In this tutorial, we explain how to download, install, and run locally Kokoro-82M on a Windows computer. Kokoro is an open-weight and open-source text-to-speech model or briefly TTS model. Its main advantage is that it is lightweight, however, at the same time, it delivers comparable quality to larger models. Due to its relatively small number of parameters, it is faster and more cost-efficient than larger models. You can integrate Kokoro-82M in robotics projects. Namely, Kokoro-82M, large language, as well as other AI models can give the ability to robot express itself like a human being. For example, in a practical application, you would use this model to develop a personal AI assistant or enable a robot to communicate with humans.
In this tutorial, we will thoroughly explain all the steps you need to perform in order to run the model. The YouTube tutorial is given below.
Installation Procedure
First, make sure that you have Python installed on your system. We tested Kokoro by using Python 3.12. Probably some older versions of Python will also work. Then, just in case make sure that you have Microsoft C++ Compilers on your system. The easiest way to install them is to install Microsoft Visual Studio C++ Community Edition by using this link
https://visualstudio.microsoft.com/vs/features/cplusplus
Then, just in case, make sure that the NVIDIA CUDA Toolkit is installed on your system. You can install it from this link
https://developer.nvidia.com/cuda-toolkit
Then, you need to install espeak-ng text-to-speech synthesizer. Download the Windows binary files from this link
https://github.com/espeak-ng/espeak-ng/releases
For more details on how to do that watch the video tutorial. Then, text the installation of espeak-ng by starting a Windows command prompt and by typing
espeak-ng "This is a test"
If espeak-ng is properly installed, the text should be converted to a primitive speech. After these preliminary steps are completed, we can install Kokoro.
To do that, open a Windows command prompt, and type
cd\
mkdir kokoro
cd kokoro
python -m venv env1
env1\Scripts\activate.bat
This will create a workspace folder and create and start the Python virtual environment. Then, install the necessary libraries.
pip install kokoro
pip install soundfile
The next step is to write the Python code. The code is given below.
from kokoro import KPipeline
import soundfile as sf
# ๐บ๐ธ 'a' => American English, ๐ฌ๐ง 'b' => British English
# ๐ฏ๐ต 'j' => Japanese: pip install misaki[ja]
# ๐จ๐ณ 'z' => Mandarin Chinese: pip install misaki[zh]
pipeline = KPipeline(lang_code='a') # <= make sure lang_code matches voice
# This text is for demonstration purposes only, unseen during training
text = '''
In this tutorial, we explain how to download, install, and run locally
Kokoro on Windows computer. Kokoro is an open-weight text to speech model
or briefly TTS model. Its main advantages is that it is lightweight,
however, at the same time it delivers comparably quality to larger models.
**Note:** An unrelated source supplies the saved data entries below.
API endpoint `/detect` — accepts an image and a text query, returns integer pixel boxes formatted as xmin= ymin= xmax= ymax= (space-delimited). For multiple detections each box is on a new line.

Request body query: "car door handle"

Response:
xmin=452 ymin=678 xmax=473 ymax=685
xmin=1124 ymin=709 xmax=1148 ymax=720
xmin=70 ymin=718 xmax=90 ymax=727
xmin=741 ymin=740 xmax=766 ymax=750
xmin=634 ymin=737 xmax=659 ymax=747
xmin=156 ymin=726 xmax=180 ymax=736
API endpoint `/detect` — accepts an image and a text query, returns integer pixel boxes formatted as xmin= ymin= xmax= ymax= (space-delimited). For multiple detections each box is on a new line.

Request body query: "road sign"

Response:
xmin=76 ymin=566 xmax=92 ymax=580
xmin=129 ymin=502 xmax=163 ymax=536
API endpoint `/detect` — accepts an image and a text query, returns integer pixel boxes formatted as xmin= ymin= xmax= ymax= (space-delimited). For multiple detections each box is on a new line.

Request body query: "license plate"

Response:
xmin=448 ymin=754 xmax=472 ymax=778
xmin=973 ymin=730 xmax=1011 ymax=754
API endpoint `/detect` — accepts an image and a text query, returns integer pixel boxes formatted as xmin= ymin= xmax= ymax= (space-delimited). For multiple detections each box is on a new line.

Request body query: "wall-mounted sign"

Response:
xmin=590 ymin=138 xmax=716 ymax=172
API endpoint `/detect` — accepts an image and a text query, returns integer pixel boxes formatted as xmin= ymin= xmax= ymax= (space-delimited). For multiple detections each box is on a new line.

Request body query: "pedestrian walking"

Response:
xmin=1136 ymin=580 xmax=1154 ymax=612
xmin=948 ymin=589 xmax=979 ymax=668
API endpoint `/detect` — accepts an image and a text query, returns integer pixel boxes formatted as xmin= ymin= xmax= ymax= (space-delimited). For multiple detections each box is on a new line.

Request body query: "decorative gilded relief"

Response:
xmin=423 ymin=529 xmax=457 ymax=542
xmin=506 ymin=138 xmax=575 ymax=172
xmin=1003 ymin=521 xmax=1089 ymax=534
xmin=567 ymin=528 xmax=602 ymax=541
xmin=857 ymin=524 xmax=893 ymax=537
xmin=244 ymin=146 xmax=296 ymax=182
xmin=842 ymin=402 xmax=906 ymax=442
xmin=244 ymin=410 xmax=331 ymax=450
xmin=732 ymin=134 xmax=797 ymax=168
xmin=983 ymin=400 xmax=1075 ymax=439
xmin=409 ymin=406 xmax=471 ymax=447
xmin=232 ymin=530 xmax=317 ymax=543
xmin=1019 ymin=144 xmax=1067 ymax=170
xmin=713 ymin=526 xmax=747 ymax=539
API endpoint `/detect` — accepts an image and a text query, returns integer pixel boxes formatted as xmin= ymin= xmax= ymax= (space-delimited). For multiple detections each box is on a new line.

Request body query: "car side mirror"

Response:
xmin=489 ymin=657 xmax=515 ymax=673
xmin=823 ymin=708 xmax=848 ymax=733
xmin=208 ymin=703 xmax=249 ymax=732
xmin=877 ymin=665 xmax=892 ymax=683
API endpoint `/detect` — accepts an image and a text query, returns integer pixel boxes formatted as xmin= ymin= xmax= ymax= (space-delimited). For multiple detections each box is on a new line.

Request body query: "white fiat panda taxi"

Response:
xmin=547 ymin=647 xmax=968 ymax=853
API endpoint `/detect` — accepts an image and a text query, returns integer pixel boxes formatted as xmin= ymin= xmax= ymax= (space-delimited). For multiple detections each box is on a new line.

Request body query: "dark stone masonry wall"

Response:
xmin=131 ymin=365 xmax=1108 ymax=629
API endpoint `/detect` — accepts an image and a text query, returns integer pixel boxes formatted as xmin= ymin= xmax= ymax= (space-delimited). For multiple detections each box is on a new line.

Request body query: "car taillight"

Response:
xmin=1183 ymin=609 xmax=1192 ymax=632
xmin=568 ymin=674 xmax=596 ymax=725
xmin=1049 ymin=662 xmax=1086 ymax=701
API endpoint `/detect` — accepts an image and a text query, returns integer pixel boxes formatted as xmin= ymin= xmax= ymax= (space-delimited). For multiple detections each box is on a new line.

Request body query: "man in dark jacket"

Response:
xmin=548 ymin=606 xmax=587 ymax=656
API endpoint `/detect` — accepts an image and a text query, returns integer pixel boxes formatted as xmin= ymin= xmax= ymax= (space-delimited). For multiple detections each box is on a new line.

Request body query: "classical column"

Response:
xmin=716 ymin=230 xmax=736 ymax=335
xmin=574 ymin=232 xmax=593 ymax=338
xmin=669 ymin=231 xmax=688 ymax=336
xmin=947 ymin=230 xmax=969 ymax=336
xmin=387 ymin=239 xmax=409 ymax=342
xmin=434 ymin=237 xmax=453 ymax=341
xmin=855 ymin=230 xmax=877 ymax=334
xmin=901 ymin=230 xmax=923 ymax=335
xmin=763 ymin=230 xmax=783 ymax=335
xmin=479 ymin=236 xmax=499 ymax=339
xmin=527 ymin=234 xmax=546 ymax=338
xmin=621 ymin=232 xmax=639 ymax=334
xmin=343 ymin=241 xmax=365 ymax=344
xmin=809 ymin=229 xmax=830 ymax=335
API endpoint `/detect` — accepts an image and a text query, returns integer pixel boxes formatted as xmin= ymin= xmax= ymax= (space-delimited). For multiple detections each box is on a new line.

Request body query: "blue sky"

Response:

Due to its relatively small number of parameters it is faster and
more cost-efficient than larger models.
In this tutorial, we will thoroughly explain all the steps you
need to perform in order to run the model.
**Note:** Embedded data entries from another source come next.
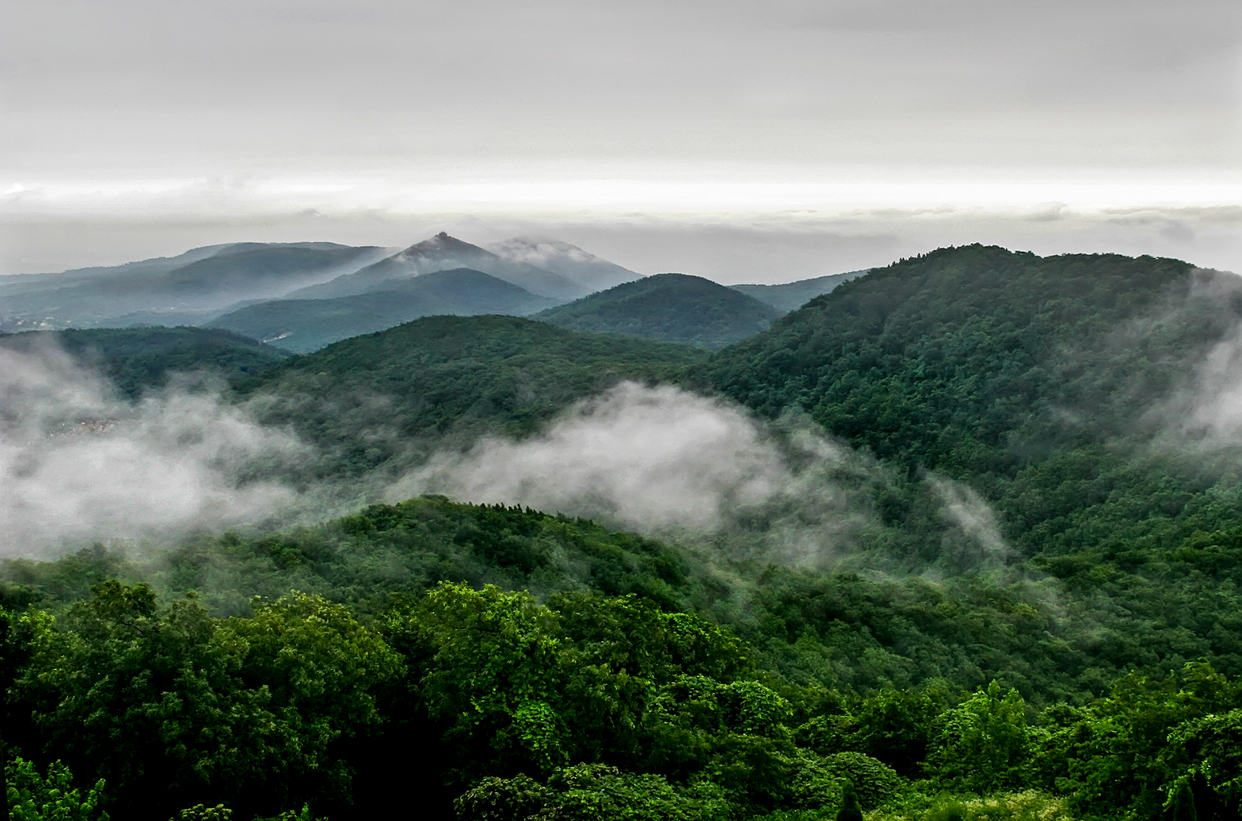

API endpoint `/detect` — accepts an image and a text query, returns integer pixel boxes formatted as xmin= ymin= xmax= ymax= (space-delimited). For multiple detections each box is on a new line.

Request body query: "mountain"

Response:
xmin=288 ymin=232 xmax=586 ymax=301
xmin=487 ymin=236 xmax=642 ymax=293
xmin=730 ymin=270 xmax=867 ymax=312
xmin=236 ymin=314 xmax=709 ymax=477
xmin=208 ymin=268 xmax=557 ymax=352
xmin=0 ymin=326 xmax=288 ymax=398
xmin=0 ymin=243 xmax=389 ymax=330
xmin=699 ymin=245 xmax=1242 ymax=558
xmin=533 ymin=273 xmax=782 ymax=349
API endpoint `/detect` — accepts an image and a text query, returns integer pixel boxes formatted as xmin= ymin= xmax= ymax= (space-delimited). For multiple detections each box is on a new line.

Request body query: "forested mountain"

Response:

In a practical application, you would use this model to develop
a personal AI assistant, or to enable a computer to communicate with humans.
'''
# af_nicole
generator = pipeline(
text, voice='af_nicole', #
speed=1, split_pattern=r'\n+'
)
for i, (gs, ps, audio) in enumerate(generator):
print(i) # i => index
print(gs) # gs => graphemes/text
print(ps) # ps => phonemes
sf.write(f'{i}.wav', audio, 24000) # save each audio file
This code will convert the text to speech. It will convert and store every sentence in an independent wav file that will be saved in the workspace folder (for more details see the YouTube tutorial). Here, we use a speech style specified by “af_nicole”. For other speech styles, see this link
https://huggingface.co/hexgrad/Kokoro-82M/tree/main/voices
and see the YouTube tutorial for the complete explanation.